A strategy should always be apart of your overall philosophy because you never want to go away from what your foundational core values are.
#4 Weakness or Strength
We always talk about how important it is to improve the weaknesses of our athletes. We want to bring the weakness up so they athlete is less vulnerable to an opponent. I agree with this 100%.
The issue I have with many coaches is they spend so much time on the weaknesses they neglect to enhance the strengths. Great players have strengths that make them great. Their strengths are dominant!
I had an 800 meter runner several years back that was simply the fastest runner in the field. His endurance was his weakness so we devised a strategy that would enhance his endurance so he could use his speed throughout the entire race. But I never stopped working on getting him stronger in the weight room and working on top end speed. We raised his limitation but still prioritized his speed.
#5 Steal like a Bandit
I don’t care what anyone says. 95% of the information out there has been done before. There may be a different look to it but at its core it is not new. But if you come across something you have not seen before and it is effective you need to steal it like it is a million dollars.
I certainly am a coach of strong character and believe in honoring ethics in coaching. But when you see something that can help your athletes or team gain a significant advantage you need to find out how you can implement it into your training or program philosophy.
In recent years we have seen football teams and basketball teams have great success with a different style of play. It doesn’t take long before many team implement that strategy into their game plan. How often did Americans learn training techniques in track and field from other countries that were more scientific in their approach.
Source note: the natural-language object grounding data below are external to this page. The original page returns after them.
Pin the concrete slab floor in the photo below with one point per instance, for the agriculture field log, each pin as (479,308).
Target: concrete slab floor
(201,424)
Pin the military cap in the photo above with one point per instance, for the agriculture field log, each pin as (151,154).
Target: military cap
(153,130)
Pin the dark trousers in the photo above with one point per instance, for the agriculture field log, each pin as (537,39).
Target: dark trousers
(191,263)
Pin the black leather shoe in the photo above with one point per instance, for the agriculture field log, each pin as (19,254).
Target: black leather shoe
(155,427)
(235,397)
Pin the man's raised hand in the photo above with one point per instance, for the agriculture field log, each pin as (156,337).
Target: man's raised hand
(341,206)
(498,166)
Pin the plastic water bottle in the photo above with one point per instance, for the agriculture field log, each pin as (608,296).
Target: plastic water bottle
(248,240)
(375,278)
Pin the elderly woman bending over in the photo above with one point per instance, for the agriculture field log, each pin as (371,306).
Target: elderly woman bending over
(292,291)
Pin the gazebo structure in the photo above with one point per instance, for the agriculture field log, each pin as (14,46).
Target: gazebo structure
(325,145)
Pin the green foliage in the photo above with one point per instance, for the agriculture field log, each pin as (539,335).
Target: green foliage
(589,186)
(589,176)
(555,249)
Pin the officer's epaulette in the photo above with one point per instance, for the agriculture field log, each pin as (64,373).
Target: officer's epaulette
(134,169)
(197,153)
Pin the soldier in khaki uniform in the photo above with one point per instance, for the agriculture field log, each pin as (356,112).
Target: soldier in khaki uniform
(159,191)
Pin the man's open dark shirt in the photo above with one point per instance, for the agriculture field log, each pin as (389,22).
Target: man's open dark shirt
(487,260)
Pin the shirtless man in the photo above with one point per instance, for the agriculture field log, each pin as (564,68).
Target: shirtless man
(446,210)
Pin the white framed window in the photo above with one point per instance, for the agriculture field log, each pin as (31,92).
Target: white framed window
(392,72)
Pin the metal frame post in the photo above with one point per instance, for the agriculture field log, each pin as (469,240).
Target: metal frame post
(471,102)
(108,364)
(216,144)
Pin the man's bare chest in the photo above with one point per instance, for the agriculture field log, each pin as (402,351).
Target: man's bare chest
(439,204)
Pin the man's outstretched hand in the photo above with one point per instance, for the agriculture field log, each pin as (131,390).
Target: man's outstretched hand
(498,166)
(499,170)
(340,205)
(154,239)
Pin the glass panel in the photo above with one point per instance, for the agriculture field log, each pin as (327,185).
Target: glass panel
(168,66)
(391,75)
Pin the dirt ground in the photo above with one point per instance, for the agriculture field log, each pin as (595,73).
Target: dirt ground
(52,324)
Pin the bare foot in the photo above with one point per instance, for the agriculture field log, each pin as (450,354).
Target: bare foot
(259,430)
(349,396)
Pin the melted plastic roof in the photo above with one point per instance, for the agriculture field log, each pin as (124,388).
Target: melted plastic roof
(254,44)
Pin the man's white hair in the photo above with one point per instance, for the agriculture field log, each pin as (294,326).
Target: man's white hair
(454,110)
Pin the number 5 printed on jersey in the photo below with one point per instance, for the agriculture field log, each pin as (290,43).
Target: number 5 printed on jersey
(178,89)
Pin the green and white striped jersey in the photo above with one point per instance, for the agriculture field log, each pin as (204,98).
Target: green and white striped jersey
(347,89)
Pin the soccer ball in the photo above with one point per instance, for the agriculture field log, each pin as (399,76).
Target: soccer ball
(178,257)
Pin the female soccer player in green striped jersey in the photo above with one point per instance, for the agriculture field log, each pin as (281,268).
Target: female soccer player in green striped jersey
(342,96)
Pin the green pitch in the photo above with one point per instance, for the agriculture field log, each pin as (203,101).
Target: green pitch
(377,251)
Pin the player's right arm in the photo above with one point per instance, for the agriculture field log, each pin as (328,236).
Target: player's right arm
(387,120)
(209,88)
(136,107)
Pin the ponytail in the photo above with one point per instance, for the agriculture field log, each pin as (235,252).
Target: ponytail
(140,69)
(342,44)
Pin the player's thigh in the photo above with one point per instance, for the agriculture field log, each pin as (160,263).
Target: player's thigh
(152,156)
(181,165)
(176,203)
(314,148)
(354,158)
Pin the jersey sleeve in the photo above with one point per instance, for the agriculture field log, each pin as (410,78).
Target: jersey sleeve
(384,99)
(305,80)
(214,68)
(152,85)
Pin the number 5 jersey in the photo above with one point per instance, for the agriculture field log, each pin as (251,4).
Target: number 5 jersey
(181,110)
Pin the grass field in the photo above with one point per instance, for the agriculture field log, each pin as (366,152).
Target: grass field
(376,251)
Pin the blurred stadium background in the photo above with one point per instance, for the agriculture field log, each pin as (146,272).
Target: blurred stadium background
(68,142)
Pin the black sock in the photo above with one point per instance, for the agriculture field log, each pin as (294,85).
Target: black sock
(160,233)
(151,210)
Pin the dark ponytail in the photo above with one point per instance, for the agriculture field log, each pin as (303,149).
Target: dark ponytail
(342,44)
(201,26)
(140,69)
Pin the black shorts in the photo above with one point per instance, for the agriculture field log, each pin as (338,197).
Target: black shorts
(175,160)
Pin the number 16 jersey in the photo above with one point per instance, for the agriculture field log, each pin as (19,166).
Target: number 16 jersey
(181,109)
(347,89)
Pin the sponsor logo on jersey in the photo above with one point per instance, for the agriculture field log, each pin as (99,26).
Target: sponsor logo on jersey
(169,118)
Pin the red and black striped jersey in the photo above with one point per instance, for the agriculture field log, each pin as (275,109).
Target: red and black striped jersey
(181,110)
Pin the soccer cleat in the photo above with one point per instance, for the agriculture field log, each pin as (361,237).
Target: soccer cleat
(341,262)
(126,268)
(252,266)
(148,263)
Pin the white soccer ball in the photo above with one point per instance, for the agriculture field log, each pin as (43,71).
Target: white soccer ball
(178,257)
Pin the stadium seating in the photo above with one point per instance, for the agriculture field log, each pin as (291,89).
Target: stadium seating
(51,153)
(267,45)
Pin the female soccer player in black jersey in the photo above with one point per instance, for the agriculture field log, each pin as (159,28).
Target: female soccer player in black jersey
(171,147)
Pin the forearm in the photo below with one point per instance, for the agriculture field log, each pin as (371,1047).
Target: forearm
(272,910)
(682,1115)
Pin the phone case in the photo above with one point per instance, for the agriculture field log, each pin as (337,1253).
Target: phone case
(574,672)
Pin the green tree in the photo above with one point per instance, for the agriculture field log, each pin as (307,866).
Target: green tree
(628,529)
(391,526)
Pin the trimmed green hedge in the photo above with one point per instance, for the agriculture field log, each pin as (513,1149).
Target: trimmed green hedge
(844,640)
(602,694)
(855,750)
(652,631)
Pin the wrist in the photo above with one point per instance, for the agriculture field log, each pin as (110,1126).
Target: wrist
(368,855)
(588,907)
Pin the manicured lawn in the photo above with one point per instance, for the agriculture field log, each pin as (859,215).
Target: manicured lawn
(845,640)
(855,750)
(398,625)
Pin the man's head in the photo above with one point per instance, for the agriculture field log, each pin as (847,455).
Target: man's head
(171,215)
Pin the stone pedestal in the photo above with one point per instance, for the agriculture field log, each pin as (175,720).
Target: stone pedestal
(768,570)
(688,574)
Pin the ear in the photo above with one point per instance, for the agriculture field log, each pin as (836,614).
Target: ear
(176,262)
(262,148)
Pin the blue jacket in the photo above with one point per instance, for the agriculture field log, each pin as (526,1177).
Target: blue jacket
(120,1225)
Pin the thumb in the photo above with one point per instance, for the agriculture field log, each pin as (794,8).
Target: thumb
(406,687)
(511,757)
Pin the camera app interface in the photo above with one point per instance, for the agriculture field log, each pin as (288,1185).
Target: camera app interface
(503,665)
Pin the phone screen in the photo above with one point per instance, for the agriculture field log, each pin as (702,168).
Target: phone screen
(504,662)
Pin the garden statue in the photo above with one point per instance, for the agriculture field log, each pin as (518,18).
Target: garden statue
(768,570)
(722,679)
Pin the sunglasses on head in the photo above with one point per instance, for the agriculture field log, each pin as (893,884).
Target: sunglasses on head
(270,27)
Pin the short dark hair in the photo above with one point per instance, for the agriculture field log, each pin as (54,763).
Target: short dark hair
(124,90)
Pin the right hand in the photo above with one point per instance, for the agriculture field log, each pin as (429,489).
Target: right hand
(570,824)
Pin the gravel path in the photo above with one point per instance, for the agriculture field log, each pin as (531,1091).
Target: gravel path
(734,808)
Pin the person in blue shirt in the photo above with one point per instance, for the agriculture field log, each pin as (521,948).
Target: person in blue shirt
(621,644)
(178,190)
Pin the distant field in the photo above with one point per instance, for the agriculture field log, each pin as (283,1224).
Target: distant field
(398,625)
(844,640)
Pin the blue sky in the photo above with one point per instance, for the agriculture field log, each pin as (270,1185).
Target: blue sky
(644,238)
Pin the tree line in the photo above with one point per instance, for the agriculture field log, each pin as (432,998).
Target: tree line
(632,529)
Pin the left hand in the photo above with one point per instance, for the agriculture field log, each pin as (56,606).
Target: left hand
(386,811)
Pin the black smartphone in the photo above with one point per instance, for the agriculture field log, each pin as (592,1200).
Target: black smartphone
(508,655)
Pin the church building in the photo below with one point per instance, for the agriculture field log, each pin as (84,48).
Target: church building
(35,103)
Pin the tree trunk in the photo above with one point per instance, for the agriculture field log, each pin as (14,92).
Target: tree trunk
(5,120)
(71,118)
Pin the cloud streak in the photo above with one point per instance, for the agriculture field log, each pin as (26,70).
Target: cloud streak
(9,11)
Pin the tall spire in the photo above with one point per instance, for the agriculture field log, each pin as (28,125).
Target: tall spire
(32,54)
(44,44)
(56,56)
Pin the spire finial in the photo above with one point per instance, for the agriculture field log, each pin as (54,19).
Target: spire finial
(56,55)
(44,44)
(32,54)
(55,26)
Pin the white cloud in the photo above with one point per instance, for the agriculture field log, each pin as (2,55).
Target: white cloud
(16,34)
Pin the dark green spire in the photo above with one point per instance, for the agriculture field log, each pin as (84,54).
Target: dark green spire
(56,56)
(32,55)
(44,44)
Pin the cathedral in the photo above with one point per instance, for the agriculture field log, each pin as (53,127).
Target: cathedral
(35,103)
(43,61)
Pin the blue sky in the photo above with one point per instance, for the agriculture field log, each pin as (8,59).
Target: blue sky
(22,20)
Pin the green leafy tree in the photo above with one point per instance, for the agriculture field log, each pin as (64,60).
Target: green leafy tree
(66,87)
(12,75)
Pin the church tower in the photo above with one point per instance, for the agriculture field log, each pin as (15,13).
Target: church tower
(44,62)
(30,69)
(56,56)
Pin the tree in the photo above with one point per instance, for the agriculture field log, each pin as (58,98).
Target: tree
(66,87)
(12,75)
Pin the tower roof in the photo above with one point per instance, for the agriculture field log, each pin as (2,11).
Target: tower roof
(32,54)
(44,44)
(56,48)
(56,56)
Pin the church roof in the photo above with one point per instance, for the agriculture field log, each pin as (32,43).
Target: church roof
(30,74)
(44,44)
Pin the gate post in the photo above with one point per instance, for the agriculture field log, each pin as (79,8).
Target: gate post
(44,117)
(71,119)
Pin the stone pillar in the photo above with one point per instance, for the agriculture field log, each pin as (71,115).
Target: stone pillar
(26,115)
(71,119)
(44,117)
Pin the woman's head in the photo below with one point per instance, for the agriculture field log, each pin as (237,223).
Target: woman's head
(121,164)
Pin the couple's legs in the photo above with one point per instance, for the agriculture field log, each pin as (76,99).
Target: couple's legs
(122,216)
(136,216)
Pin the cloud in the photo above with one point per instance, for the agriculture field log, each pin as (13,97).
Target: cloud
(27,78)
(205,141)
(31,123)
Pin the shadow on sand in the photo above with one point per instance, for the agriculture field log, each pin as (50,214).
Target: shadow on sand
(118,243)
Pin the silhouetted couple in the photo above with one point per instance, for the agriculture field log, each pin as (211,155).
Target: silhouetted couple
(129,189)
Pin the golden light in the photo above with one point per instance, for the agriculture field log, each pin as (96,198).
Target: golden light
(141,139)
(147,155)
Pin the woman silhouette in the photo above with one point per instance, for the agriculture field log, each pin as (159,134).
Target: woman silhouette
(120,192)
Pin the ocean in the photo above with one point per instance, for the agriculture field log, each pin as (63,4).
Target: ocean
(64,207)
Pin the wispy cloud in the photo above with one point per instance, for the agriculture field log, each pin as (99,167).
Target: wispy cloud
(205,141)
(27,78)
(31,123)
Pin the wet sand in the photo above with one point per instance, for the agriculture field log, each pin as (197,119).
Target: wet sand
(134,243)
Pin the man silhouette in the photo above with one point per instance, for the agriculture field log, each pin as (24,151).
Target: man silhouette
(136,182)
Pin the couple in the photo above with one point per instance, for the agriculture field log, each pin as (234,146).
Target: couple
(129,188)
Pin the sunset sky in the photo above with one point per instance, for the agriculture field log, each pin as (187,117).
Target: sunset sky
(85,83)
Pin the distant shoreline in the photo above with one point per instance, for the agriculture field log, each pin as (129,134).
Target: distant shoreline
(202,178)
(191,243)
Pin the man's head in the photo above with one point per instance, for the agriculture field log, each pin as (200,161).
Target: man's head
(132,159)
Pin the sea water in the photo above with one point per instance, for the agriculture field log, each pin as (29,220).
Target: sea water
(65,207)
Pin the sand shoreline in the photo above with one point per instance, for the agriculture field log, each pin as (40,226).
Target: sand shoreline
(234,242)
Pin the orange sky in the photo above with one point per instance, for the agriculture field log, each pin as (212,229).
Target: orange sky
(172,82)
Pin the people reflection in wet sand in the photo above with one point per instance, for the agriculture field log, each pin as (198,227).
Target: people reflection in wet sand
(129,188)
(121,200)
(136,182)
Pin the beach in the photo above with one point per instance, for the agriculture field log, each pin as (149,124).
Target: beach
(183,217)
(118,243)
It is simply smart coaching! Learn from other and take their ideas so you can enhance your athletes success.
Far too often coaches learn a style of coaching from their predecessor and they stick to it through hell and high water. The problem arises when that style no longer works or the coach doesn’t have the same attributes as their predecessor and the athletes don’t respond the same.
Coaching is about staying current, yet sticking to core values that are time tested. Coaching is about having the strength to believe in what you know is correct yet having an open door mindset to allow new changes to improve your program.
One of the hardest things for any coach to do is to swallow their pride and get their ego out of the way long enough to stop tripping over it. What makes coaches great is their confidence. What makes coaches lose is their ego, and of course bad athletes, but that’s another point. The greatest coaches seek greatness outside of their domain and mold it to fit in their world.